Ms. Thomas' gaffe

6/9/2010

HELEN Thomas is a legendary, trailblazing woman journalist who covered presidents for almost half a century. She was forced into retirement this week after a video surfaced of an appalling slur in which she made remarks that appeared tasteless and stupid, if not openly anti-Semitic.

Last month, Ms. Thomas was asked for her views on Israel as part of a White House Jewish Heritage Day project. She told a rabbi with a video camera: "They should get the hell out of Palestine. It's not their land."

Worse, Ms. Thomas, a native Detroiter whose parents were Arab immigrants from Lebanon, suggested that Jews go back to "Poland, Germany ... America and everywhere else." That was especially shocking, given that millions of Jews from Poland and Germany died in those countries during the Holocaust.

The video emerged last weekend and quickly went viral. Her agent dropped her. Hearst Newspapers announced Monday that she was retiring immediately. It was a sad end to a storied career. Ms. Thomas turns 90 on Aug. 4, and a gala celebration of her life and work had been planned.

It was, in fact, probably time for her to retire. Criticizing Israeli policies is fair game, but what she said was clearly wrong. Still, it would be unjust to allow one appalling mistake to blot out the record of a brilliant career.
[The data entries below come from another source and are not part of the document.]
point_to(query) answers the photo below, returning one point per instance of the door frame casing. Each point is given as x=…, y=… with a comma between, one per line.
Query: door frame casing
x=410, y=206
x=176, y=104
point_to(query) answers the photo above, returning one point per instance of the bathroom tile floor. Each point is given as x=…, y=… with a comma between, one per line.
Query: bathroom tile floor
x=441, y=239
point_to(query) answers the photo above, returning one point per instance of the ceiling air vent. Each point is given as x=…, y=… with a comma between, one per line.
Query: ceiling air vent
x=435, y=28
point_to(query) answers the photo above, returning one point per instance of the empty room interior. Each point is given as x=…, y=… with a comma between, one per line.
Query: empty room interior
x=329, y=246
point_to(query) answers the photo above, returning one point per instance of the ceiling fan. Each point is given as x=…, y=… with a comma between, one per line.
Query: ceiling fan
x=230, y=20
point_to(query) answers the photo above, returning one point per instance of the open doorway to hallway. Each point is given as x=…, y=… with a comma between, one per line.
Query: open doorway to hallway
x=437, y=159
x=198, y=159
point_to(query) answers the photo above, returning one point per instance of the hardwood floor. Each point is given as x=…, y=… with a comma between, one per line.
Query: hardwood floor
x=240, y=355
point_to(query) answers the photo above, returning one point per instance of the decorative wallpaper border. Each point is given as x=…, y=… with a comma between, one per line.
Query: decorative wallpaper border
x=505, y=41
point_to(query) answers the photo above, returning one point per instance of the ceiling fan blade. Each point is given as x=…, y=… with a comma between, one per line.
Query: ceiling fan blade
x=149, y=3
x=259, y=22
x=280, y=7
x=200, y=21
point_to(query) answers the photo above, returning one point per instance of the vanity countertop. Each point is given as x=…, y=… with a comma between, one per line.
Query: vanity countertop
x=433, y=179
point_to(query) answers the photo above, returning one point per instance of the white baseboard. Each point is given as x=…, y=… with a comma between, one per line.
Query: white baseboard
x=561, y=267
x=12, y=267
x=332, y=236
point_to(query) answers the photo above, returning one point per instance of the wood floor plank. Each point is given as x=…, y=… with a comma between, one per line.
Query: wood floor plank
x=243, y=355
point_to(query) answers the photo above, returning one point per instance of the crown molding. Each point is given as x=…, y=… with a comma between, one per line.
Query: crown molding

For years, Ms. Thomas closed every White House press conference with: "Thank you, Mr. President." She asked hard questions when few others would, during presidential crises from Watergate to the Iran-contra fiasco.

She was, for a time, virtually the only reporter who asked President George W. Bush why the Iraq war was necessary. How could he be so sure Iraq had weapons of mass destruction? The nation might have been better off if more journalists had pressed the president harder on such issues.

Ms. Thomas ended her career with a sad misstep. But women would do well to remember what a pioneer she was, especially for other women.

One of Ms. Thomas' favorite sayings was: "Democracy dies behind closed doors." Many doors, including those to the National Press Club and Gridiron Club, were closed to women until she helped force them open. That, more than one terrible video moment, is how she should be remembered.